Le Président du Tribunal de grande instance de Paris vient de se pencher, dans une ordonnance de référé en date du 1er septembre 2016, sur la protection du titre de la revue Détective – qui fut il y a déjà bien longtemps éditée par Gallimard. L’affaire est éloquente et permet de résumer les différentes protections dont peut bénéficier un titre.
La société éditrice de cette célèbre publication avait assigné après avoir découvert deux périodiques litigieux, intitulés respectivement Expert Détective et Enquête Détective.
Le juge a, en premier lieu, souligné que la marque « Détective », enregistrée en 1989, était suffisamment distinctive au sens du de l’article L. 713-3 du Code de la propriété intellectuelle (CPI) et qu’il y avait bien identité des produits. Il précise que « même si « Détective » n’est pas le terme d’attaque, c’est le seul qui est distinctif, puisque le terme « enquête » est descriptif et « expert » un simple adjectif laudatif ». Il ajoute que « en outre, le terme « détective » apparaît avec des caractères nettement plus gros que les termes « enquête » et « expert ». »

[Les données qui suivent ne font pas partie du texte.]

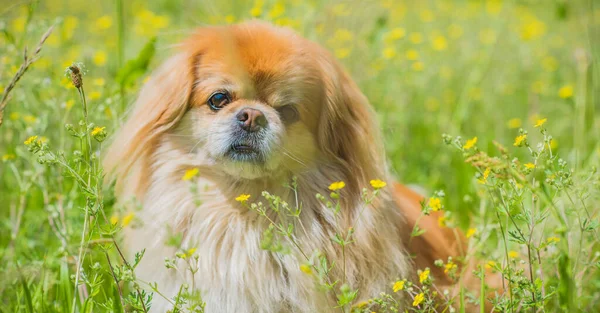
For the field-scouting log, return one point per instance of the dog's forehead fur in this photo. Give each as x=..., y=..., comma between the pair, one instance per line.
x=269, y=64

Les magistrats souligne encore les points communs entre les « cartouches de couleur ». Il relève enfin pour interdire l’utilisation du terme « détective » la « similitude tant au niveau visuel qu’auditif et conceptuel entre le signes », tout comme la confusion qui est créée dans l’esprit du public.
Conditions et confusions
Selon le CPI, toute appellation peut valablement constituer une marque si plusieurs conditions de fond sont réunies. Le signe choisi doit notamment être disponible. L'article L. 711-4 du CPI précise désormais qu’une marque ne doit pas porter atteinte à des droits antérieurs tels, par exemple, qu'une « dénomination ou raison sociale, s'il existe un risque de confusion dans l'esprit du public », « aux droits d’auteur » ou encore « au nom, à l'image ou à la renommée d'une collectivité territoriale ».

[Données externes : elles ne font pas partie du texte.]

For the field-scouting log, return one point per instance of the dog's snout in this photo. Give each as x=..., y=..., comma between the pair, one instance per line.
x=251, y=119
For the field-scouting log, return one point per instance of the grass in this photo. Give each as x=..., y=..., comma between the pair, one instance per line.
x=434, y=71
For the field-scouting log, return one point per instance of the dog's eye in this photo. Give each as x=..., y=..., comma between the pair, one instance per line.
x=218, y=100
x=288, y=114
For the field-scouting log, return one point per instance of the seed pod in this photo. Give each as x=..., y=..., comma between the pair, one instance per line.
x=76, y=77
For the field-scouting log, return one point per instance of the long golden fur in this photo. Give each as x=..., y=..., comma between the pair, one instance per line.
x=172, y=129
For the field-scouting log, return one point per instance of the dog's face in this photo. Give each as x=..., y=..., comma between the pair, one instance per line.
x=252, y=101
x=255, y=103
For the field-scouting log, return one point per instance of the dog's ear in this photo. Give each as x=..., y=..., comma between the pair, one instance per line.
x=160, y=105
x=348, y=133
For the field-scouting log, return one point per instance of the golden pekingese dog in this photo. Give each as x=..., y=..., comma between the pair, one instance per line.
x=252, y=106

Cependant, aucune base de données n’est exhaustive et ne permet de recenser, sans coup férir, les multiples enseignes, titres de films ou de livres qui existent antérieurement au dépôt d'une marque et viendront troubler, voire annihiler, l'exploitation de celle-ci.
Non seulement les actions en justice peuvent viser les marques que les entreprises déposent, mais également être le fait de titulaires de marques antérieures.

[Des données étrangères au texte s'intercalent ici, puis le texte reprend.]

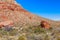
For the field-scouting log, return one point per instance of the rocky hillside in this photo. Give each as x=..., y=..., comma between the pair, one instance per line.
x=26, y=25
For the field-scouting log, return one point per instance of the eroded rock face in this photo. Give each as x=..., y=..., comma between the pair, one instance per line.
x=45, y=24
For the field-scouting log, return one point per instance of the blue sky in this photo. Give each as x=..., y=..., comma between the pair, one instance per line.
x=46, y=8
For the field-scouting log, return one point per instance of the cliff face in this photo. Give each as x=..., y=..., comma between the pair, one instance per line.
x=10, y=10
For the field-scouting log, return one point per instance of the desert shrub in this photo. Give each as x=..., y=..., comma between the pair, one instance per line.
x=13, y=32
x=22, y=38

Une recherche d'antériorité auprès de l'institut National de la Propriété Industrielle permet parfois d'éviter ce type de conflit, qui, même si l'issue en est heureuse, se révèle toujours une perte de temps, d'argent et d'énergie.
Signes distinctifs
Par ailleurs, rappelons que le dépôt peut porter sur nombre de signes distinctifs, un nom, un logo, un dessin, qui sont par ailleurs protégeables par le biais du droit d’auteur. Cette technique se révèle avantageuse dans les cas où le personnage risque de tomber dans le domaine public. Le droit des marques possède en effet l’immense intérêt d’assurer une protection éternelle, sans risque de domaine public, si les dépôts sont renouvelés en temps et en heure.
Enfin, rappelons qu’un titre est protégeable indépendamment de la protection de l’œuvre qu’il désigne. Le CPI consacre bel et bien son article L. 112-4 aux titres d'œuvres. Il dispose que « le titre d'une œuvre de l'esprit, dès lors qu'il présente un caractère original, est protégé comme l'œuvre elle-même ».
Les titres peuvent donc bénéficier de la protection classique accordée par le droit d'auteur, sous réserve d'être originaux.
Et quand bien même un titre ne serait pas protégé par le droit d’auteur – que cette protection lui soit déniée pour manque d’originalité ou qu’il soit tombé dans le domaine public –, il ne reste pas sans défense. Il peut bénéficier des règles de la concurrence déloyale. L'article L. 112-4 du CPI, pris en son second alinéa, lui accorde expressément cette protection : « Nul ne peut, même si l'œuvre n'est plus protégée dans les termes des articles L. 123-1 à L. 123-3 (c'est-à-dire si l'œuvre est tombée dans le domaine public), utiliser ce titre pour individualiser une œuvre du même genre, dans des conditions susceptibles de provoquer une confusion ». Il s’agit là d’éviter les utilisations trompeuses de titres non protégés par le droit d’auteur.
En clair, l’éditeur qui n’aurait pas songé à déposer une marque pour protéger ses titre de livres et de revues peut toujours arguer du droit de la propriété littéraire et artistique comme de celui de la concurrence déloyale.